= Alpha acid =

Group of chemical compounds

Chemical structure of humulone, the most prevalent alpha acid in hops

Alpha acids (α acids) are a class of chemical compounds primarily of importance to the production of beer. They are found in the resin glands of the flowers of the hop plant and are the source of hop bitterness.

Alpha acids may be isomerized to form iso-alpha acids by the application of heat in solution. Iso-alpha acids (iso-α-acids) are typically produced in beer from the addition of hops to the boiling wort.

The degree of isomerization and the amount of bitter flavor produced by the addition of hops is highly dependent on the length of time the hops are boiled. Longer boil times will result in isomerization of more alpha acids and thus increased bitterness.

Common alpha acids include humulone, adhumulone, cohumulone, posthumulone, and prehumulone. The most common iso-α-acids are cis- and trans-isohumulone.

==Bittering==
The alpha acid "rating" on hops indicates the amount of alpha acid as a percentage of total weight of the hop. Hops with a higher alpha acid content will contribute more bitterness than a lower alpha acid hop when using the same amount of hops. High alpha acid varieties of hops are more efficient for producing highly bitter beers.

Alpha acid percentages vary within specific varieties depending on growing conditions, drying methods, age of the hop, and other factors. For example, this list shows the typical range of alpha acids found in some common varieties (percentages are based on total dried weight).

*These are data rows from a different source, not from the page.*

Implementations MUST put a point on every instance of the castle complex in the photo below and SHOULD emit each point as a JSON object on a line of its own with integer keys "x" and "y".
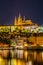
{"x": 20, "y": 24}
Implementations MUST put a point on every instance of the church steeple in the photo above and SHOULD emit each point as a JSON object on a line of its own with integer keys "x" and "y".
{"x": 19, "y": 15}
{"x": 24, "y": 18}
{"x": 15, "y": 21}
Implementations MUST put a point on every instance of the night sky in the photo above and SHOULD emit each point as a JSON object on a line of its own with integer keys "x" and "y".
{"x": 31, "y": 9}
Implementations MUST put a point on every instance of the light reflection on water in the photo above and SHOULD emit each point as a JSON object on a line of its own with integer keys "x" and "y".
{"x": 21, "y": 57}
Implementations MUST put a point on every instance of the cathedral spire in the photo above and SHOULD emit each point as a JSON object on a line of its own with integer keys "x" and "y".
{"x": 19, "y": 15}
{"x": 24, "y": 18}
{"x": 15, "y": 21}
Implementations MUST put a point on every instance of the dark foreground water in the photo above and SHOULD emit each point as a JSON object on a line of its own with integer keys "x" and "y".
{"x": 21, "y": 57}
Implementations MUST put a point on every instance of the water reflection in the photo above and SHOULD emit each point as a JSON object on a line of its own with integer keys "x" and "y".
{"x": 21, "y": 57}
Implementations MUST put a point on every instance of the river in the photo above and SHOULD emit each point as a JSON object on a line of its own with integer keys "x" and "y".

| Hop Variety | Alpha Acid Content |
|---|---|
| Saaz | 2 - 5% |
| Hallertauer Hersbrucker | 2.5 - 5% |
| Mt. Hood | 3.5 - 8% |
| Willamette | 4 - 7% |
| Styrian Goldings | 4.5 - 7% |
| East Kent Goldings | 4.5 - 7% |
| Cascade | 4.5 - 8% |
| Centennial | 9 - 11.5% |
| Chinook | 12 - 14.0% |

The choice of a hop variety used in beer brewing depends on the beer style. For instance, lager styles use hop varieties with a low alpha acid content (such as Saaz and Hallertauer) while IPA styles use hop varieties with a high alpha acid content (such as Cascade, Centennial and Chinook).

==Anti-bacterial properties==

Iso-α-acids have a bacteriostatic effect on many common Gram-positive bacteria found in beer. While the iso-α-acids are very effective at preventing serious contamination from Gram-positive bacteria such as the lactic acid bacteria, there are some strains that are quite resistant to the effects of the iso-α-acids.

The iso-α-acids have no effect on Gram-negative bacteria, and therefore the brewer must rely on maintaining proper sanitization and anaerobic conditions of the finished beer to ensure shelf stability.